Memakai Plester Luka,
Wajibkah Melepasnya saat Wudhu?
Luka di tubuh bisa memunculkan sejumlah
persoalan, termasuk dalam konteks keabsahan ritual bersuci seperti wudhu dan
mandi wajib. Jika hanya sebatas luka ringan dan ia tidak membalutnya dengan
plester perekat luka atau perban, maka dalam hal ini cara bersucinya sama
persis seperti cara bersuci biasanya yakni membasuh seluruh bagian tubuh yang
wajib dibasuh, termasuk membasuh luka itu.
Namun jika luka ringan tersebut dibalut
dengan plester perekat luka dengan tujuan agar luka ringannya cepat sembuh,
maka dalam hal ini wajib baginya untuk mencopot plester tersebut serta
membersihkan sisa-sisa kotoran perekat plester yang biasa melekat pada kulit.
Tujuannya, agar air dapat sampai pada kulit yang wajib dibasuh, pada kulit di
sekitar bagian luka bila memang luka tidak boleh terkena air. Umumnya, luka
yang dibalut plester hanyalah luka ringan yang tak membahayakan kulit atau
anggota tubuh seandainya plester dilepas. Ketentuan demikian seperti dijelaskan
dalam kitab al-Bayan fi Madzhab al-Imam as-Syafi’i:
فإذا
وضع الجبيرة، ثم أراد الغسل أو الوضوء، فإن كان لا يخاف من نزعها ضررً نزعها وغسل
ما يقدر عليه من ذلك، وتيمم عما لا يقدر عليه
“Ketika melekatkan perban, lalu ia hendak
melaksanakan mandi wajib atau wudhu, maka jika ia tidak khawatir adanya bahaya
(ketika perban dilepas) maka wajib untuk melepas perban tersebut dan wajib pula
membasuh bagian yang dapat dibasuh dari luka tersebut dan wajib tayammum atas
bagian yang tidak dapat dibasuh.” (Syekh Yahya bin Abi al-Khair bin Salim
al-Yamani, al-Bayan fi Madzhab al-Imam as-Syafi’i, juz 1, hal. 331)

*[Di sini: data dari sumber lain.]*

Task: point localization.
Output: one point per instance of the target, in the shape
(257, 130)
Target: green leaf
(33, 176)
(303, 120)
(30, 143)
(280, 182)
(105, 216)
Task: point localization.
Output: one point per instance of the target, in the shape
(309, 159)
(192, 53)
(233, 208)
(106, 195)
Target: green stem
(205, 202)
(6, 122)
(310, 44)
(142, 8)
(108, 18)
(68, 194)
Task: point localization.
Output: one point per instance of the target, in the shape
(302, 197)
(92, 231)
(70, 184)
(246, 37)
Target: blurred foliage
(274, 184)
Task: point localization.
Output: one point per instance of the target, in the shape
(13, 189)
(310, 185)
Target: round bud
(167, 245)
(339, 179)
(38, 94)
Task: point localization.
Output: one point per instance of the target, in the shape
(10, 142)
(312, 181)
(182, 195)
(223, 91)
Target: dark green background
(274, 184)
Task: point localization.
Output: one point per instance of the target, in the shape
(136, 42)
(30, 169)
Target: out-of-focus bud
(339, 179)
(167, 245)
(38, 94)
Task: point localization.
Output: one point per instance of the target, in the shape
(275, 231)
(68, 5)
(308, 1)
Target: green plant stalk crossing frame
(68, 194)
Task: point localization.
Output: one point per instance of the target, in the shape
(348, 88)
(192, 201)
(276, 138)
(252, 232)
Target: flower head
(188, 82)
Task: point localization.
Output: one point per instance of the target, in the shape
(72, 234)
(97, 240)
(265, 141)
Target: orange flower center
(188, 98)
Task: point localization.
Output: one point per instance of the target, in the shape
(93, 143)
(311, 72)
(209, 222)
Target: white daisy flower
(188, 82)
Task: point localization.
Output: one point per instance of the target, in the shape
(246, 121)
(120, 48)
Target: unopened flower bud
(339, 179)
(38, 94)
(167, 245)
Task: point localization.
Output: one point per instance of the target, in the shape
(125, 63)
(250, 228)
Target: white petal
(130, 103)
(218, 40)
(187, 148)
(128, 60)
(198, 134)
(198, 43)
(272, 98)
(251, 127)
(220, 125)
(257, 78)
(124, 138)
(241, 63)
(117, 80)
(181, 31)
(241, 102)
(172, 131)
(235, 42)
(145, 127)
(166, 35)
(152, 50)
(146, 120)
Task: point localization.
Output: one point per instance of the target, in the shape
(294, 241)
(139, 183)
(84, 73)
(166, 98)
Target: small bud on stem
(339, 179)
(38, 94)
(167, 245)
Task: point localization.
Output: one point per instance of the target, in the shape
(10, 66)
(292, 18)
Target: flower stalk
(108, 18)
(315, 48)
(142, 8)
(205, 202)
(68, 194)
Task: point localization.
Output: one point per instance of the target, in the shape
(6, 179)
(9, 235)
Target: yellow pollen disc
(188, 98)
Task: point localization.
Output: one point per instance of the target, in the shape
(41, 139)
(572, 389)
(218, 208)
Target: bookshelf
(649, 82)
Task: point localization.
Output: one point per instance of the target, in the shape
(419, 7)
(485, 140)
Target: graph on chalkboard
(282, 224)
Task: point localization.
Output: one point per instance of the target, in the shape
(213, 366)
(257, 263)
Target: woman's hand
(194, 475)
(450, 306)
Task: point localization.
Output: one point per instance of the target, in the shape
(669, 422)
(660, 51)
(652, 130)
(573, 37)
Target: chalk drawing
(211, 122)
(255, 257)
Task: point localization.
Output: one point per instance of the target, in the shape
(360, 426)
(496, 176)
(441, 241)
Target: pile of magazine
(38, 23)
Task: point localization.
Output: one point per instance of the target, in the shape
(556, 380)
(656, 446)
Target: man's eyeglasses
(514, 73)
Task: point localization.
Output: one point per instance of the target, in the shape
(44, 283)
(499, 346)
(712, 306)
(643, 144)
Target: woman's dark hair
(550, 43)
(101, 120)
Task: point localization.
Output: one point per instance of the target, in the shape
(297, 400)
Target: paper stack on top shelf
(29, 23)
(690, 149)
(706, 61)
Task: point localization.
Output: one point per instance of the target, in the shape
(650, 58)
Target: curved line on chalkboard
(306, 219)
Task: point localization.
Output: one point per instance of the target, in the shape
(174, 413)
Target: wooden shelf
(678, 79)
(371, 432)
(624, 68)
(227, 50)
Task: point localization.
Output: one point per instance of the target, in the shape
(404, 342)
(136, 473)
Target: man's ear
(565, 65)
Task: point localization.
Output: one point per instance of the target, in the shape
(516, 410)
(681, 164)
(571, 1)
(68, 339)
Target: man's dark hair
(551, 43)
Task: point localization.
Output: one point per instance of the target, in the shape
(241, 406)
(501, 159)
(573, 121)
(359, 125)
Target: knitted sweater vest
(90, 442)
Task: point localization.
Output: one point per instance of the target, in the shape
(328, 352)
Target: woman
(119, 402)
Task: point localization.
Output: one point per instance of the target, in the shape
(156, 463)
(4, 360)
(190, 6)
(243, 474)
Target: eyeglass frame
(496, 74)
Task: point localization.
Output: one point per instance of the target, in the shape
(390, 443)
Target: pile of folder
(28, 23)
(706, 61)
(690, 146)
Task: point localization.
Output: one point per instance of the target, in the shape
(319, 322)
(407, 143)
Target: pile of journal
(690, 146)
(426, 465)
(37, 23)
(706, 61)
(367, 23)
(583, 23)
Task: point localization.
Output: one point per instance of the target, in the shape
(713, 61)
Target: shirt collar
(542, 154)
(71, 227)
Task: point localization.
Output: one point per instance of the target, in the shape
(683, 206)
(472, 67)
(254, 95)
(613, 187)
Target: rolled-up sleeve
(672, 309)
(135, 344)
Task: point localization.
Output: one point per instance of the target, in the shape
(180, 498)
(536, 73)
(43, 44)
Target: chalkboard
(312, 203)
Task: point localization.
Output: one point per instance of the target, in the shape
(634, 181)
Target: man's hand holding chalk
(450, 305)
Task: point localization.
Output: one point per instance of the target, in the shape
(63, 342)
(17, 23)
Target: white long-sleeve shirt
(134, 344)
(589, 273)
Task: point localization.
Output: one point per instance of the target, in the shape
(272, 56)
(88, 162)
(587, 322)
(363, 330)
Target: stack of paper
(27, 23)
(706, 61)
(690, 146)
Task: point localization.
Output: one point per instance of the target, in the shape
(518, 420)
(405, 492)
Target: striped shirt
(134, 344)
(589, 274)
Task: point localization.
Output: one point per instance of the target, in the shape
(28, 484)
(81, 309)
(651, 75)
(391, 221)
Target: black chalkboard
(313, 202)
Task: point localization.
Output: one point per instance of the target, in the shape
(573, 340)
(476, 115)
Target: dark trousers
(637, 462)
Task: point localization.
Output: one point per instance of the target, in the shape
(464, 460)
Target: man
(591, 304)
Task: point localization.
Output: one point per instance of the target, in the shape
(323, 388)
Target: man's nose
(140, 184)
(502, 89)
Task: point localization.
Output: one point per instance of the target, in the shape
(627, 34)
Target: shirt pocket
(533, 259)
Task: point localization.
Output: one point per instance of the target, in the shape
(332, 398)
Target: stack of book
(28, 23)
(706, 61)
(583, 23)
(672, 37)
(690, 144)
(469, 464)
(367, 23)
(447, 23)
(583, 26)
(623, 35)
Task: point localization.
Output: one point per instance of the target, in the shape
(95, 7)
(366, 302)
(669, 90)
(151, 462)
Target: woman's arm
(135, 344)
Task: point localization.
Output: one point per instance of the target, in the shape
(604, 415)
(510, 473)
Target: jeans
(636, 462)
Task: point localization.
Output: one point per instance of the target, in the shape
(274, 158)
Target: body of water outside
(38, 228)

Sedangkan jenis luka yang selain menggunakan
pembalut luka (plester), seperti luka berat yang biasa diperban atau dipasang
gips, maka tidak wajib untuk melepasnya ketika memang khawatir akan terjadi
bahaya pada dirinya. Batasan khawatir terjadinya bahaya (dlarar) pada
permasalahan ini adalah sekiranya ketika perban atau gips dilepas, akan terjadi
bahaya (1) hilangnya nyawa, (2) hilangnya fungsi anggota tubuh, (3) sembuhnya
luka semakin lama, atau (4) bertambah sakitnya luka. Hal demikian seperti yang
dijelaskan dalam lanjutan referensi di atas:
وإن
خاف من نزعها تلف النفس، أو تلف عضو، أو إبطاء البرء أو الزيادة في الألم إذا
قلنا: إنه كخوف التلف.. لم يلزمه حلها، ولزمه غسل ما جاوز موضع الشد، والمسح على
الجبيرة
Namun jika perban tersebut dilepas ia
khawatir salah satu dari rusaknya tubuh (hilangnya nyawa) atau anggota tubuh
atau kesembuhan yang lama atau bertambah parahnya luka -ketika kita
berpijak pada pendapat bahwa hal tersebut sama seperti khawatir rusaknya
tubuh- maka tidak wajib untuk melepas perban, namun tetap wajib membasuh
anggota tubuh di luar ikatan perban dan mengusap dengan air pada perban
tersebut” (Syekh Yahya bin Abi al-Khair bin Salim al-Yamani, al-Bayan fi
Madzhab al-Imam as-Syafi’i, Juz 1, Hal. 331)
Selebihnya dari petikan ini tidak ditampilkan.